Recuperare un disco così sfasciaclassifiche come questo era insindacabile. Parlarne era un dovere da assolvere. Non esserne esaltati, però, è un diritto sacrosanto sancito dalla costituzione non scritta degli amanti della musica. E vi spiego perché.

Il venticinquenne canadese Abel Tesfaye ci carica per un lungo viaggio oscuro costruito con beat lenti, martellanti, a volte sintetici ma sapientemente ammorbiditi da una voce in grado di far saltare i bottoni di qualunque pantalone. Questa è la sua bravura: la scelta del beat a contrasto col timbro vocale.

Difetti tanti, pregi in egual misura. Ci sono piccole perle sparse come il duetto con Ed Sheeran su “Dark Times”, che viene sostenuto proprio dai fraseggi di chitarra acustica infilati qua e là e da un Ed in assoluto spolvero vocale; c’è “Earned It”, riduttivamente conosciuta come “la canzone del film di 50 sfumature di grigio” mentre invece è un vero gioiellino di r&b elettronico; c’è naturalmente il singolone “Can’t Feel My Face”, che ci ha sbollentato gli ormoni per tutta l’estate e che nell’economia del disco spicca in tutta la sua potenza. Ci sono altri brani in grado di sostenere l’ossatura dell’album, come il duetto “Prisoner” con una Lana Del Rey perfettamente a suo agio, “Tell Your Friends”, il nuovo singolo “The Hills” che sembra pescare la voce dalla cantina… Ma la lunga tracklist di quattordici canzoni li disperde finendo per annoiare.

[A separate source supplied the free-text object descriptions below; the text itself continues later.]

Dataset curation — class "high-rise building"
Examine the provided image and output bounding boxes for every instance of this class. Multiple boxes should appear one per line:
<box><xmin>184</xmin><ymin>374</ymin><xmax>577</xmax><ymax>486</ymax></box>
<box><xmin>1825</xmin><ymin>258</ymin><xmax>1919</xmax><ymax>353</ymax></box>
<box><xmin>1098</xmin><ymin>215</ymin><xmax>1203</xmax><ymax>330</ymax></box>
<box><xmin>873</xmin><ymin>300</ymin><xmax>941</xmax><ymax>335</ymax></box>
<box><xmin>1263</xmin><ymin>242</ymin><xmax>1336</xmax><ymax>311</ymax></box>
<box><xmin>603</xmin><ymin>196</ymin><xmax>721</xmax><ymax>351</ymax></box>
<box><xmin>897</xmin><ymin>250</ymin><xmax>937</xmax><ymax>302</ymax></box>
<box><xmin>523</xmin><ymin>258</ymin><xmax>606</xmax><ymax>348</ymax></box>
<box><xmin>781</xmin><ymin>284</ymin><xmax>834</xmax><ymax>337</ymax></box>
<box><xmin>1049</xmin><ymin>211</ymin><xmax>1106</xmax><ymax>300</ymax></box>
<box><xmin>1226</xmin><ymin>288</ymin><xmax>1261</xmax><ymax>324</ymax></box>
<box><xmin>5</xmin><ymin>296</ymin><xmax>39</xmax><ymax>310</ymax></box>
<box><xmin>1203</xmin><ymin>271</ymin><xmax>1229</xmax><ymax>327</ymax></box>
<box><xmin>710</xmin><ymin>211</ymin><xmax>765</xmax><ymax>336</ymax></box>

Il problema di questo disco è uno: poteva essere meglio di così, e fa rabbia rendersene conto in questo modo. Troppi brani, troppa ripetitività, una produzione che appiattisce il suono e non gli rende la minima giustizia reale su come potrebbe esprimersi al top delle possibilità. The Weeknd sa il fatto suo e si sente nelle scritture migliori e nei fraseggi, che richiamano i momenti più interessanti di Michael Jackson al quale indubbiamente si ispira. Solo che MJ aveva dietro Quincy Jones, mentre The Weeknd andrebbe guidato meglio nella creazione della propria atmosfera sensuale con pennellate oscure e testi sfacciatamente espliciti. L’iperproduzione di “Beauty Behind The Madness” soffoca definitivamente quello che poteva essere un disco veramente bello e ben costruito.